Before her were a sea of people, many wearing pink knit caps, the symbol of the march. Thousands waved signs and placards, some bearing angry messages, others in a more humorous vein. “Where do I even start?” said one sign.
“It’s an extraordinary day,” said Sen. Kamala Harris, a newly installed Democrat from California. “We are at an inflection point in the history of our country.”
The marches underscored the deep divisions that cleave the country, and brought to the fore groups that repudiate Trump, both domestically and globally, and his vision of the country, which some see as exclusionary. If nothing else, the marches signaled a combative mood among those opposed to Trump. Protest issues ranged far beyond women’s rights to include Trump’s relations with Russia, government surveillance, concern about billionaire leaders and migrant rights.
So many people massed on the National Mall, crowding a planned march route to an area near the White House, that the march was simply replaced with a stationary rally.
One of the first speakers, actress and activist America Ferrera, echoed some of the anger that many of the protesters said they felt at the dawn of the Trump presidency.
“The president is not America. His Cabinet is not America. Congress is not America. We are America, and we are here to stay,” Ferrera said.
Trump attended an interfaith prayer service Saturday at Washington National Cathedral that drew a number of dignitaries from his newly installed administration. That took him far from the National Mall as it filled with protesters.
Neither Trump nor Vice President Mike Pence spoke at the service, an inaugural tradition dating to the nation’s first president, and none of the dozen faith leaders who led the gathering mentioned the thousands of protesters marching across the city.
Along the protest route, protesters hung from scaffolding, climbed up lampposts for better views, and took selfies in front of landmarks. Whoops and chants rose sporadically from the crowds.
“It’s frigging amazing,” marveled Sarah Lankford, 17, of Chandler, Arizona, caught in a sea of marchers approaching the National Mall. “I’m in my element!”
Lankford was in town with a school group for the inaugural weekend and said she was delighted that the crowd appeared larger than that for the inauguration.
“The police told me it was already bigger than yesterday, three hours ago,” she said.
“This is history in the making and I just love it,” she said. “It’s not divisive like the election, it’s beautiful.”
Crowds were so large at some regional Metro subway system stations that authorities stopped charging riders and opened turnstiles as a public safety measure. Remote parking lots in Washington’s Virginia and Maryland suburbs filled to capacity early in the day.
Crowds were reported at rail stations as far away as Baltimore, and Maryland’s commuter train system, MARC, announced via Twitter that it had added five times its usual capacity to accommodate what it called “unprecedented crowds.”

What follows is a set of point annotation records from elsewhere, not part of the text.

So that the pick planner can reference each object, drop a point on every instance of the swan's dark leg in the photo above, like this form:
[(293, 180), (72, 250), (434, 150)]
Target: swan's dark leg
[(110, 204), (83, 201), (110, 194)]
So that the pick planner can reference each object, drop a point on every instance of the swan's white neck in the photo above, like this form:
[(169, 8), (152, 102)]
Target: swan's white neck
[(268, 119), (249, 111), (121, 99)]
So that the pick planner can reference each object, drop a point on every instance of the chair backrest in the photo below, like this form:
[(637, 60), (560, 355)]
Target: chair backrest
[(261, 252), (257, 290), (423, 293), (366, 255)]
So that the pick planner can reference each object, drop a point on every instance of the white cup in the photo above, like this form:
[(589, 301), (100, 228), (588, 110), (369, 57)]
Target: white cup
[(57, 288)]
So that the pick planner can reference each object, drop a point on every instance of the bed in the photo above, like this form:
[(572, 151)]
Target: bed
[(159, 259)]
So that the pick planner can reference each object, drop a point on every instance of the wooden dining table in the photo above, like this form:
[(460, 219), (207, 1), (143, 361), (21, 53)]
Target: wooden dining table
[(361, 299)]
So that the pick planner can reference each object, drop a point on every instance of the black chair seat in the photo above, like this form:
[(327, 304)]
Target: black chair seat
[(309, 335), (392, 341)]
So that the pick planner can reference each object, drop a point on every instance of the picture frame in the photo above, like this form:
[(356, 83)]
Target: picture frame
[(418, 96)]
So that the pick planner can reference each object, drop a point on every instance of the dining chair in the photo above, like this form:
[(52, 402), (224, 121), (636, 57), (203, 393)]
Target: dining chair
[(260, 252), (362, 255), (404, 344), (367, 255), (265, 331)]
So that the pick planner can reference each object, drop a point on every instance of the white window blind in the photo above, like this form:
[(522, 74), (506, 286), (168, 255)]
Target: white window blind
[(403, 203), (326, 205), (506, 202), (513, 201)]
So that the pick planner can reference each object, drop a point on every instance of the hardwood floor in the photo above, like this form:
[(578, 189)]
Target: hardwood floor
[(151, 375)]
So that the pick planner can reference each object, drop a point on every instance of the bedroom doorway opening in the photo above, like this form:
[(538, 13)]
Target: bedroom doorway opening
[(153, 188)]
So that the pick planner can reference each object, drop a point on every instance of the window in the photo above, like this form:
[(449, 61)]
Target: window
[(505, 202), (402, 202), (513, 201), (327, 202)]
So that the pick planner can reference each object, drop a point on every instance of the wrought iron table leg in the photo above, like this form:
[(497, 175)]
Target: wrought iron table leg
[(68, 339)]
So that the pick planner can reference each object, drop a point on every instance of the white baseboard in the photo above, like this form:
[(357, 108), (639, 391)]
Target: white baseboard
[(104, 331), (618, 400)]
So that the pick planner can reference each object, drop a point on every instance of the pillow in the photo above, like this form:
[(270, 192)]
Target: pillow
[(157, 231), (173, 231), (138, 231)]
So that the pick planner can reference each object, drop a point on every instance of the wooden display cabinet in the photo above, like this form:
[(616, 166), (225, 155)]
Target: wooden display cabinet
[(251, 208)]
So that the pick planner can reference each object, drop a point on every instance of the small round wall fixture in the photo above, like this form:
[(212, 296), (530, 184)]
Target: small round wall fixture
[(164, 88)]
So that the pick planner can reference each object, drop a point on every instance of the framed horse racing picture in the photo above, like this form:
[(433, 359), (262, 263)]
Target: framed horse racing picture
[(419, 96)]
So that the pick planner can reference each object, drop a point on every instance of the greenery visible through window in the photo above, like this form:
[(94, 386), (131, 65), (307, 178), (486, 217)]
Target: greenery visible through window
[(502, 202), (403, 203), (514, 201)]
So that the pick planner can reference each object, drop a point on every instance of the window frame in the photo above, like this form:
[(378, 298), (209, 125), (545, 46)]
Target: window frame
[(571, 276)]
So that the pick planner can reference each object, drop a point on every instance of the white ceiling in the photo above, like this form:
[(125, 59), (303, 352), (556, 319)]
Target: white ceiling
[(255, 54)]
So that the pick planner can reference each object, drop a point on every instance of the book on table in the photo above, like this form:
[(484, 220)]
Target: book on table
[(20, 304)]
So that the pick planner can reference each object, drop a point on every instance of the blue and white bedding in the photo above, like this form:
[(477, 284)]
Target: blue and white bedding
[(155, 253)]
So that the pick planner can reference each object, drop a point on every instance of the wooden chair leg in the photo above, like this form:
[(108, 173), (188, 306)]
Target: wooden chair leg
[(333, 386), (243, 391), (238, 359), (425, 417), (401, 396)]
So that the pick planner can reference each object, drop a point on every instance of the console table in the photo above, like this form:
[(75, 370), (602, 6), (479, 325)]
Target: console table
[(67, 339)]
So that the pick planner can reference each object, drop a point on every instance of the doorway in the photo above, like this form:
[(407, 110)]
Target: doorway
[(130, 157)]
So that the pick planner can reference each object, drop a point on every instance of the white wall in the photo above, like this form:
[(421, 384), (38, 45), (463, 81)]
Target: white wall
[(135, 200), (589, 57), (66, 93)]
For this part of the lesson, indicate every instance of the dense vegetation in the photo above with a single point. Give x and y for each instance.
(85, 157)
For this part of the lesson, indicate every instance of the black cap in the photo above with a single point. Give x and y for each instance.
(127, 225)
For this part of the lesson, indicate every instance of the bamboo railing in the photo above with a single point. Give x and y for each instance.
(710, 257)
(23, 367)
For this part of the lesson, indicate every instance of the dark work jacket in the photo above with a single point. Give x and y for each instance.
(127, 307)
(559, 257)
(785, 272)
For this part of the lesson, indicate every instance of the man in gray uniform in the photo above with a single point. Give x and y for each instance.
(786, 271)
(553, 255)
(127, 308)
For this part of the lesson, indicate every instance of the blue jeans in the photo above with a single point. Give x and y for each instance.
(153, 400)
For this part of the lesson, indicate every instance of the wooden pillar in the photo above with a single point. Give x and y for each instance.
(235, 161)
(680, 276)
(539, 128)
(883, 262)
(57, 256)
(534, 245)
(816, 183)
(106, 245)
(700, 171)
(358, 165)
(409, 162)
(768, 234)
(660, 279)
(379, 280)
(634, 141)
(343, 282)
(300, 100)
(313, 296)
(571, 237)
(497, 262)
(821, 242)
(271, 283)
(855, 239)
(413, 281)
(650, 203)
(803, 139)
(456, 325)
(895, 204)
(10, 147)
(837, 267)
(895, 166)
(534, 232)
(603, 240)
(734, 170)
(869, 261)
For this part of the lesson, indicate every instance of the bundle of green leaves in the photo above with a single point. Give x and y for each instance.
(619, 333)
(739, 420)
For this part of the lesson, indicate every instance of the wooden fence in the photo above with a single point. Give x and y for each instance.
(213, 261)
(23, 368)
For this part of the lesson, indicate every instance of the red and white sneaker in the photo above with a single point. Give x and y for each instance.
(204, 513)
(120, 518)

The DC Metro system announced that as of 11 a.m., 275,000 had ridden the subway, 82,000 more riders than at the same hour on the day of Trump’s inauguration. Twitter users shared photos and video of one Metro station in Rockville, Maryland, where a large crowd waited to enter the packed station and board the train to downtown D.C.
The largest march this century in Washington occurred on April 25, 2004, with the March for Women’s Rights, which is believed to have drawn at least 800,000 people.